A year ago, on the New Year's Eve, I hitchhiked with my boyfriend from Tallinn to Narva. We got a lift from a man who was driving a van and I spent the whole drive in the van's trunk seeing nothing but dark. I sensed the feeling of a great adventure bubbling all around and inside me. When we arrived in Narva it was evening already and we were exhausted from travelling. We had paid for an apartment where we were supposed to stay for three days. Unfortunately the person who was renting the apartment had decided to go out and was drunk when we called him. Regardless of our desperate requests he denied to give us the key or do anything to help us. Without smartphones or any other access to internet only thing we could do was to walk along and try to find a place to stay. My tiredness was overwhelming and I felt like crying when thinking that man's thoughtlessness and our crappy start for the new year. After some walking we saw a sign to a guesthouse and rang the doorbell. An old-fashioned style warm lady came to open and told they had a room for two. Even though it was way too expensive for us we decided to stay there and I felt like hugging the lady for saving us from the slushy, dark streets of Narva.

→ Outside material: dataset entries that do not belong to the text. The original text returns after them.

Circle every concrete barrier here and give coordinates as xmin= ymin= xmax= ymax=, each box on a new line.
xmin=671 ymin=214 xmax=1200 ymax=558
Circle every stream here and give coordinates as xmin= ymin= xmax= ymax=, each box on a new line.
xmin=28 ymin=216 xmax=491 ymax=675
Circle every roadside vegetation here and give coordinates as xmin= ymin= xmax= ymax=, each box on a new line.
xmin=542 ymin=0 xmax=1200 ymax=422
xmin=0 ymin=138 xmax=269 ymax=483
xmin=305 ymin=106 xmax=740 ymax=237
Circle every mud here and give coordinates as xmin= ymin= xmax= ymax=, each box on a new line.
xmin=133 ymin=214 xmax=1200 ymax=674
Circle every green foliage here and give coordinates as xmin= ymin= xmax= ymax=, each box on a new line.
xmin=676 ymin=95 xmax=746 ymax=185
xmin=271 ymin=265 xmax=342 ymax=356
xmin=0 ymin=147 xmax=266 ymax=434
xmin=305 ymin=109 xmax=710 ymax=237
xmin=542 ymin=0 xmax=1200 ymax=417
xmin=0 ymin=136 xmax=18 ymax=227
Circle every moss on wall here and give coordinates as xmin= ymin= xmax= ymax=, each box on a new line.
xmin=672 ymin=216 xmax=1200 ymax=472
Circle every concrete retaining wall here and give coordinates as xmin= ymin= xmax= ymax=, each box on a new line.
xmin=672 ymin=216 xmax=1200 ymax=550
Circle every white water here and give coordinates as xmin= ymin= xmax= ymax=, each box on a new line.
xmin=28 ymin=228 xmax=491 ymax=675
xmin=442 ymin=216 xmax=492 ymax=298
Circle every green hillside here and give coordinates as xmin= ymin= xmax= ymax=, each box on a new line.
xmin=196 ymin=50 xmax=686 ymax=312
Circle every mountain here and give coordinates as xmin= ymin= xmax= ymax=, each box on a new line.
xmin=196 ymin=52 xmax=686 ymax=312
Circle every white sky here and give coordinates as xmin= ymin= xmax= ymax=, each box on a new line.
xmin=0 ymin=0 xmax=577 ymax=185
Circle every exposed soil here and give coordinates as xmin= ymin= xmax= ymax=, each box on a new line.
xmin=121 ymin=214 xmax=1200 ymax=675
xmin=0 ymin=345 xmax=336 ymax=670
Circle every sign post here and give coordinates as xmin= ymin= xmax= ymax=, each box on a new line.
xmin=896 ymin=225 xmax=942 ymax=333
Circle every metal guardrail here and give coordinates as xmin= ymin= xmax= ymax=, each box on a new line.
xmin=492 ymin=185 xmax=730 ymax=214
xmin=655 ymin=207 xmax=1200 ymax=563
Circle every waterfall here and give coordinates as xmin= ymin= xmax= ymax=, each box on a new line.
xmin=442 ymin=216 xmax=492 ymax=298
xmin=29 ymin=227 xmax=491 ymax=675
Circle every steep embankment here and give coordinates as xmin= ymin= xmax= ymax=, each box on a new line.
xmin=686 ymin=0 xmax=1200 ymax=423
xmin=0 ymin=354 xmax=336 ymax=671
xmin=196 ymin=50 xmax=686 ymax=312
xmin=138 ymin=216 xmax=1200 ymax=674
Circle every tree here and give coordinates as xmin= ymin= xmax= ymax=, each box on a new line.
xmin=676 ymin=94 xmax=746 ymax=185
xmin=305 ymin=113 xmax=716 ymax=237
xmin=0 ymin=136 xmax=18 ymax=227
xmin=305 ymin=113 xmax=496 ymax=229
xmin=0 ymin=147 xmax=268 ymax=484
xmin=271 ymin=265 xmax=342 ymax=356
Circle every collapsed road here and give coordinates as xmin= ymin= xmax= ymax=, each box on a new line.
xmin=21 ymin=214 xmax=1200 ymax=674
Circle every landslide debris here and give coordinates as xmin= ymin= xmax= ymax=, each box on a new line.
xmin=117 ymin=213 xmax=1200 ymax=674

Because of the price of the guesthouse, we knew we could only stay there for one night. Next day we started our search for a cheaper accommodation. Being a holiday, the library and tourist info were closed and our plan was the same than the day before - walk walk walk and hope to find something. That's how we encountered this beautiful palace of culture. Surrounded by sleet and afternoon's grayness it still managed to enchant me with its old time's dignity and walls looking like painted with watercolors. Since the daylight was fading away and we were still without a place to sleep, we only took some outside photos and decided to come back later.
Next day we woke up early, took our torches and headed towards the palace again. One of the ground floor's windows were open and there was a cat sitting on the window sill like a guardian of the house. When we came closer, the cat sneaked inside and vanished into the shadows. The palace stretched endlessly to all directions and I had a feeling that we were like fireflies in pitch-black space. The light from our torches disappeared in the big mouth of darkness and we were able to see only a little part of the room at a time. I was nervous because of all the possible dangers hidden in dark corners and the cat who was always there watching us with its light bulb eyes. Our voices echoed from the main hall walls decorated with Lenin quotes and I imagined ghost people around us drinking champagne during the intermission between the acts of play.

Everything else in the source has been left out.